ASSE : Horneland confirmé par Gazidis mais son remplacement est d’ores et déjà programmé en coulisse

L’AS Saint-Étienne traverse une période de tension sans précédent à l’amorce de la deuxième partie de saison. Les débuts ont déçu les attentes, le marché des transferts a outrepassé les normes habituelles de Ligue 2, et la direction impose désormais un ultimatum clair. Ivan Gazidis exige la montée ou l’éviction à l’issue de l’exercice.
Le recrutement hivernal avait fixé des objectifs ambitieux. Dopée par son nouveau propriétaire et l’arrivée de joueurs aguerris, l’équipe verte se présentait comme la grande favorite pour regagner l’élite dès juin. Cependant, les performances sur le terrain ne correspondent pas aux promesses initiales. Les Verts peinent à montrer la régularité attendue. Le match nul concédé face à Bastia, actuellement dernier, symbolise cette stagnation inquiétante. Les supporteurs attendaient un nouveau souffle, mais celui-ci tarde à venir.

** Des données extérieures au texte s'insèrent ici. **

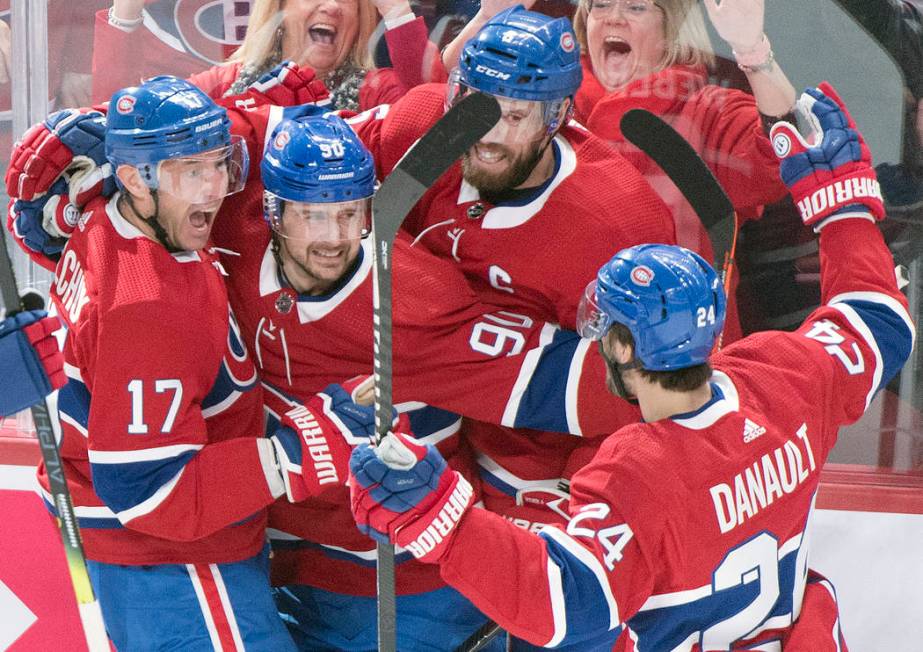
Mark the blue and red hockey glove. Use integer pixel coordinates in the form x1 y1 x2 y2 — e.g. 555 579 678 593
230 61 330 108
0 310 67 416
267 377 406 502
770 82 885 231
6 109 116 257
349 433 474 563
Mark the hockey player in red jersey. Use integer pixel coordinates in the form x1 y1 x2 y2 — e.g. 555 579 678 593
351 84 914 651
1 72 637 649
39 77 374 650
214 111 636 650
346 7 674 584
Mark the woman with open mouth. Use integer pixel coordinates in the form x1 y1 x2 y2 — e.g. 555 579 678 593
94 0 438 111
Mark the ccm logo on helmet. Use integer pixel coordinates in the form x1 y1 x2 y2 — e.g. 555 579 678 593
474 63 510 81
631 265 654 287
115 95 135 115
272 131 292 149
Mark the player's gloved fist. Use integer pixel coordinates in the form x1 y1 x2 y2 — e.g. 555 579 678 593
270 385 375 502
6 195 67 260
349 433 474 563
238 61 330 106
0 310 67 415
6 109 114 201
770 82 885 231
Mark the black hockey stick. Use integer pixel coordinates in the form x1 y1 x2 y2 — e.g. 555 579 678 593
0 234 110 652
455 620 503 652
621 109 739 348
372 93 500 652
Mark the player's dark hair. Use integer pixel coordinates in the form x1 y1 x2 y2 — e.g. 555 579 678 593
609 322 712 392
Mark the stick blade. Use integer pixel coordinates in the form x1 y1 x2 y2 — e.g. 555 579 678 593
372 93 500 242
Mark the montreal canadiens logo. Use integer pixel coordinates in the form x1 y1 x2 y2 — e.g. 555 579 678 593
272 131 292 149
631 265 654 287
772 131 792 158
115 95 135 115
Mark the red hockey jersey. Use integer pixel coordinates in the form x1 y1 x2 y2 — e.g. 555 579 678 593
214 186 636 595
353 84 674 527
39 195 278 564
441 219 914 651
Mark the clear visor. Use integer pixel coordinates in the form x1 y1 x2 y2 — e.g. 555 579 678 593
157 136 247 204
577 279 612 340
263 196 372 242
446 69 563 143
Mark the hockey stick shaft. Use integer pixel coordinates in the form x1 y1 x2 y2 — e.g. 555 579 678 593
0 234 110 652
372 93 500 652
620 109 740 349
455 620 503 652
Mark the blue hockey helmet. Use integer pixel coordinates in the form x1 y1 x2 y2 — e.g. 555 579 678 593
106 75 249 199
260 115 376 235
458 5 583 101
577 244 726 371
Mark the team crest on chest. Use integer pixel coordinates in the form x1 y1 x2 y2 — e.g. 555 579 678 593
276 290 295 315
465 202 484 220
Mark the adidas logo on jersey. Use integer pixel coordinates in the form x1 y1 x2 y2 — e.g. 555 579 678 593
744 419 766 444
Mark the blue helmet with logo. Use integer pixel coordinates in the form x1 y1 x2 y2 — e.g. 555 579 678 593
577 244 726 371
106 75 236 188
458 5 583 101
260 115 375 204
260 115 376 239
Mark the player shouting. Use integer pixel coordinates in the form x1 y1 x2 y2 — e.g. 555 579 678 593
342 12 675 640
28 77 373 650
214 116 636 650
351 84 914 651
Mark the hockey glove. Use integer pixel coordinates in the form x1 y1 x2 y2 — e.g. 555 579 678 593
0 310 67 416
235 61 330 106
770 82 885 231
349 434 474 563
6 109 115 201
271 379 404 502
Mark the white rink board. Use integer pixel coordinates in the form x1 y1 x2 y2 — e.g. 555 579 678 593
809 509 923 652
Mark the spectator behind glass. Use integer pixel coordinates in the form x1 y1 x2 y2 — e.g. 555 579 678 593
94 0 426 110
426 0 795 343
839 0 923 215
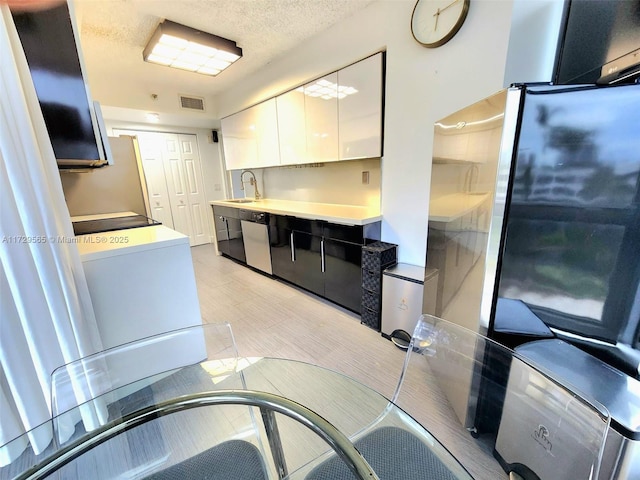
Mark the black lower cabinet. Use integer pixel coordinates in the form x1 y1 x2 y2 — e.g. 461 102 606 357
324 239 362 313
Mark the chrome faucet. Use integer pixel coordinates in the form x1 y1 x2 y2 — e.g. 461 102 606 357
240 170 260 200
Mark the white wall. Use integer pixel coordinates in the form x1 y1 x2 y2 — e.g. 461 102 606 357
216 0 513 266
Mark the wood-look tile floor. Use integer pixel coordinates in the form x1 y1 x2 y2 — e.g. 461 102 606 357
191 244 508 480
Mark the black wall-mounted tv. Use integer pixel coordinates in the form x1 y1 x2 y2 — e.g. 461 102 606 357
553 0 640 85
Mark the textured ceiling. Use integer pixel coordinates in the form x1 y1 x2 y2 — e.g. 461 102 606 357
75 0 372 124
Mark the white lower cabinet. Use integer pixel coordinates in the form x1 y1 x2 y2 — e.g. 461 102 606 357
77 225 206 385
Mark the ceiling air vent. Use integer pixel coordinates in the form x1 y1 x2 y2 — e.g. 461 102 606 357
180 95 204 112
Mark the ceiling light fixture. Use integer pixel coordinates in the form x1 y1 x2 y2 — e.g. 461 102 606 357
296 79 358 100
142 20 242 76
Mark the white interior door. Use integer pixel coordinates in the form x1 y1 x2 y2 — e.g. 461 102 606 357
132 132 174 228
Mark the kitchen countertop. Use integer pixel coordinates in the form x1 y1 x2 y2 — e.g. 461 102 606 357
209 199 382 225
429 192 491 223
75 225 189 262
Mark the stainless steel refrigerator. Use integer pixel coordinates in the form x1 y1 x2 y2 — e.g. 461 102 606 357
426 84 640 436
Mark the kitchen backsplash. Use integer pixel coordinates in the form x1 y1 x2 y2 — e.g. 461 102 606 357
262 158 381 206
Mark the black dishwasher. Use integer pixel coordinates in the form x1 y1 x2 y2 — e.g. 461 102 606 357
213 205 247 264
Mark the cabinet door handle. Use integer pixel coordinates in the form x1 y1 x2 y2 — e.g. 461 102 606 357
289 232 296 263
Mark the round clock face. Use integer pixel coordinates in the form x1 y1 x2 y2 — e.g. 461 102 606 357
411 0 469 48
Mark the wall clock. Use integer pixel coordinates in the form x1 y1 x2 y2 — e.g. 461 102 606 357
411 0 470 48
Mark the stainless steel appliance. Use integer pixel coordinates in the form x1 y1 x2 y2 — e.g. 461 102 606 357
240 209 273 275
426 84 640 476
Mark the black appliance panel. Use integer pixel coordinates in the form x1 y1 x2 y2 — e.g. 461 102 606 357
73 215 160 235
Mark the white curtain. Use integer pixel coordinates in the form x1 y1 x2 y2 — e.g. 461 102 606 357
0 5 104 465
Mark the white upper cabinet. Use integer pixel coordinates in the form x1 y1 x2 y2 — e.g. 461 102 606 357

Face à une première moitié de championnat mitigée, la tentation de remettre en cause l’ensemble du projet s’était fait sentir. Ivan Gazidis a néanmoins opté pour la stabilité. Eirik Horneland conserve son poste sans remaniement majeur. Selon Le Progrès, aucune révolution d’effectif n’est planifiée avant l’été. Le mercato de janvier comprendra des ajustements mineurs, mais la stratégie reste inchangée : l’entraîneur norvégien dispose de six mois exactement pour remettre l’ASSE au niveau requis. La direction accepte le calendrier établi, mais ne tolérera aucune défaillance supplémentaire.
L’élimination en Coupe de France a recentré les priorités du club. Toute l’attention se concentre désormais sur le championnat de Ligue 2. La remontée en Ligue 1 constitue l’unique objectif non négociable. Les calculs se simplifient : il n’est plus question de viser une honorable place ou d’envisager des progrès graduels. Gazidis a clairement établi que seule la montée sauvera Horneland de la destitution.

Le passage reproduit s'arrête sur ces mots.